Justice: A well-functioning justice sector is composed of many elements, including: the courts and their administration, judges, prosecutors, defense attorneys, legislative drafting on crime-related issues, training institutes, and even alternative courts for specific types of offenses, such as drug courts. INL supports justice sector capacity building and institutional development by providing training, mentoring, and advice, as well as equipment and infrastructure where necessary and appropriate.

INL also seeks out opportunities to bring together different actors in the criminal justice system (e.g. police, judges, prosecutors, and correctional officials), for joint training and/or discussions because their collaboration and effective communication is crucial to developing and maintaining a fair, effective, transparent, and accountable justice system.

Corrections: Fighting crime is at the heart of INL’s mission. When prisons are not run professionally, or are operated in an inhumane or corrupt manner, they can become safe havens for criminal organizations, gangs, and other criminal activity. This can lead to an erosion of broader public support for government institutions and the justice sector in particular.

INL assists nations in reforming correctional systems so they are safe, secure, humane, transparent, and comply with international standards and norms. We deliver training to professionals; help guide process improvements, such as the classification of prisoners and the use of alternatives to incarceration; provide advice on institutional reform; and improve prison infrastructure where appropriate. INL also participates in establishing global standards on corrections policy, and is proud to have been an active supporter of the revised United Nations Standard Minimum Rules for the Treatment of Prisoners (SMRs), known as The Nelson Mandela Rules, which were updated in 2015 after almost 50 years.

Promoting Women: INL understands that sometimes anti-crime program effectiveness can benefit greatly from incorporating gender-specific approaches. While INL supports important programs with a gender focus– like supporting networking among women police and judges and development of sexual and gender-based violence prosecutorial units -- INL’s mandate goes beyond specific programs. INL aims to integrate gender considerations into all we do. A full-time expert offers guidance on integrating gender perspectives into INL programming, and assists in the implementation of INL’s Guide to Gender in the Criminal Justice System.

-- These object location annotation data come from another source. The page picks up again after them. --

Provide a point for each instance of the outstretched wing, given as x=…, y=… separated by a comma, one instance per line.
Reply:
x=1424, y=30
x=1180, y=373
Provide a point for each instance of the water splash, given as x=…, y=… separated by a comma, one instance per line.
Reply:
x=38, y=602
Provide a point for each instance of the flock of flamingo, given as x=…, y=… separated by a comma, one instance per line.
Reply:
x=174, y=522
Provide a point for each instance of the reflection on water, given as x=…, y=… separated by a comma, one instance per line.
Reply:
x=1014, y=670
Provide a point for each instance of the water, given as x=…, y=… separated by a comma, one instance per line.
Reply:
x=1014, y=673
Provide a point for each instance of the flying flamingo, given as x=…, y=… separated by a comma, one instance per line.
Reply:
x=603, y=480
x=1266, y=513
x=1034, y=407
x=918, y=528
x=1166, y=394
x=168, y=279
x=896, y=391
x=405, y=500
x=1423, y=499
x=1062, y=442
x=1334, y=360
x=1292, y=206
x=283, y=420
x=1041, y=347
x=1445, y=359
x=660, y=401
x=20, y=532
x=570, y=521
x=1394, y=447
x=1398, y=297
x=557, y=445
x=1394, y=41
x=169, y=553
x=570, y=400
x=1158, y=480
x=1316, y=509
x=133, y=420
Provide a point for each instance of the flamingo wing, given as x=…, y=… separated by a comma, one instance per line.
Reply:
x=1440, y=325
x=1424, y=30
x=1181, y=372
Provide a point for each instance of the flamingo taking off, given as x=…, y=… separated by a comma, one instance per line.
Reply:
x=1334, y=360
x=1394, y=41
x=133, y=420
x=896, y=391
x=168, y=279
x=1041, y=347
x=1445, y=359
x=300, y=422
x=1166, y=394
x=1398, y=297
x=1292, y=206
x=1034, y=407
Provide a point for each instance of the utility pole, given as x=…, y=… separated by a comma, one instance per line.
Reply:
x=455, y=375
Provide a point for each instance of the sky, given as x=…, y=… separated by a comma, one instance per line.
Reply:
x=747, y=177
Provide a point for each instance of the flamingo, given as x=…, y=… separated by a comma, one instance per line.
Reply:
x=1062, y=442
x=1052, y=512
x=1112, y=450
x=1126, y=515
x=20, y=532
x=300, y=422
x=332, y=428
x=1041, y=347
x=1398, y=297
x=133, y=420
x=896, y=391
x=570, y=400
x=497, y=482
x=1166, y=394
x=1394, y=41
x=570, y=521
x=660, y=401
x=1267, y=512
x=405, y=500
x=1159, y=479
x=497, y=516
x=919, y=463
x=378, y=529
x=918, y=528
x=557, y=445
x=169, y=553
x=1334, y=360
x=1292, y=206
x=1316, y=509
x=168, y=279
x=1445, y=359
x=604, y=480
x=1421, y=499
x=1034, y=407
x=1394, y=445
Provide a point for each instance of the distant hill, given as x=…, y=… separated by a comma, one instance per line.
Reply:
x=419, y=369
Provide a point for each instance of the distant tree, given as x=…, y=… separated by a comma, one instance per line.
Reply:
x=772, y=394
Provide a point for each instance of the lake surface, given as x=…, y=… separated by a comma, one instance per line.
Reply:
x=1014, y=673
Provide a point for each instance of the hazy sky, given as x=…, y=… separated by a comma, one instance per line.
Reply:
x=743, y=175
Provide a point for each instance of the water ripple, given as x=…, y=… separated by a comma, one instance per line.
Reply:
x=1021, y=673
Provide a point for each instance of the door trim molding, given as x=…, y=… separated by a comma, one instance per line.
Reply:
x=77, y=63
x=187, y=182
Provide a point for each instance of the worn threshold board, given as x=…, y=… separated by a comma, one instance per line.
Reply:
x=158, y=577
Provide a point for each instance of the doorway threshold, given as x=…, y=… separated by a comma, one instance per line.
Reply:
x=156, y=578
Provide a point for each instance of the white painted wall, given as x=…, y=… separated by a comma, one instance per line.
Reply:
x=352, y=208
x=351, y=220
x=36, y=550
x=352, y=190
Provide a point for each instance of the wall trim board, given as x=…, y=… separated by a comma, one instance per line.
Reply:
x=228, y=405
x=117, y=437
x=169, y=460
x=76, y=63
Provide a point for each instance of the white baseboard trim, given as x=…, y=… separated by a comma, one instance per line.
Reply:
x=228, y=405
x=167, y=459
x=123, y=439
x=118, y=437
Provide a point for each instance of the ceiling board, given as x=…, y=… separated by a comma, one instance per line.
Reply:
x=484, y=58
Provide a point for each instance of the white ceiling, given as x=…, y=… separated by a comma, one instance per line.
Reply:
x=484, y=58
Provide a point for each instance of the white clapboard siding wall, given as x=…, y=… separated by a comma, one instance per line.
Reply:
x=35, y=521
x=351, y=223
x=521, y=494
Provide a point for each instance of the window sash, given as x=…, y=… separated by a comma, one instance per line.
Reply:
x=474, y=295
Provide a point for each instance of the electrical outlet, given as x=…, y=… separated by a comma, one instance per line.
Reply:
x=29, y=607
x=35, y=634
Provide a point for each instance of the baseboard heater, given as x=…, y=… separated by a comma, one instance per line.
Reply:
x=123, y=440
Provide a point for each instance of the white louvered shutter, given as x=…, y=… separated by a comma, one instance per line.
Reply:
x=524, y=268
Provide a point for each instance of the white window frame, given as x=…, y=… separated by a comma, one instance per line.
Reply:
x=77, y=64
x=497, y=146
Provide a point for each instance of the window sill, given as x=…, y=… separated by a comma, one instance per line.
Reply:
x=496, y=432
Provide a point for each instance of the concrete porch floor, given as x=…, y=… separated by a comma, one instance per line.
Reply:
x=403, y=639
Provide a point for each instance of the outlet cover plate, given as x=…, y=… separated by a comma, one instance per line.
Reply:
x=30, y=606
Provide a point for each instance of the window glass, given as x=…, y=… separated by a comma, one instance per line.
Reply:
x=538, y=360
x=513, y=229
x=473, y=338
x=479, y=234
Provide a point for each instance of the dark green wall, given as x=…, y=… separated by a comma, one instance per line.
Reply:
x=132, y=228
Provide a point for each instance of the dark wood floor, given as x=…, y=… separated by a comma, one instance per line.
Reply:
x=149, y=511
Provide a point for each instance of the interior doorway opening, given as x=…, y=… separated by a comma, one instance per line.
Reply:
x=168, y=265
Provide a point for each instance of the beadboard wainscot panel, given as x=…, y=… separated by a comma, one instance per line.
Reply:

Countering Bias-Motivated Crimes: Crimes motivated by intolerance towards individuals on the basis of race, ethnicity, religion, disability, gender, sexual orientation, and gender identity are frequently referred to as bias-motivated crimes, or hate crimes. Recognizing that bias-motivated crimes require practical responses to prevent them from becoming serious security challenges for individuals and the larger community, INL helps bolster the capacity of criminal justice practitioners to prevent, investigate, and respond to bias-motivated violence. For example, INL partners with hate crimes experts in the Atlanta Police Department to train foreign law enforcement officials on responding to bias-motivated violence at the International Law Enforcement Academies (ILEAs).

Best Practices: INL has produced practical guides designed to educate and share best practices with U.S. and overseas staff, INL partners, and the public. This includes guides on police, justice sector, and corrections assistance, as well as on topics such as anti-corruption and gender in the criminal justice system. While INL’s core work is focused on developing capacity in individual countries or regions, INL experts also identify best practices in the criminal justice system that can improve how we design, manage, and implement international criminal justice development programming around the world.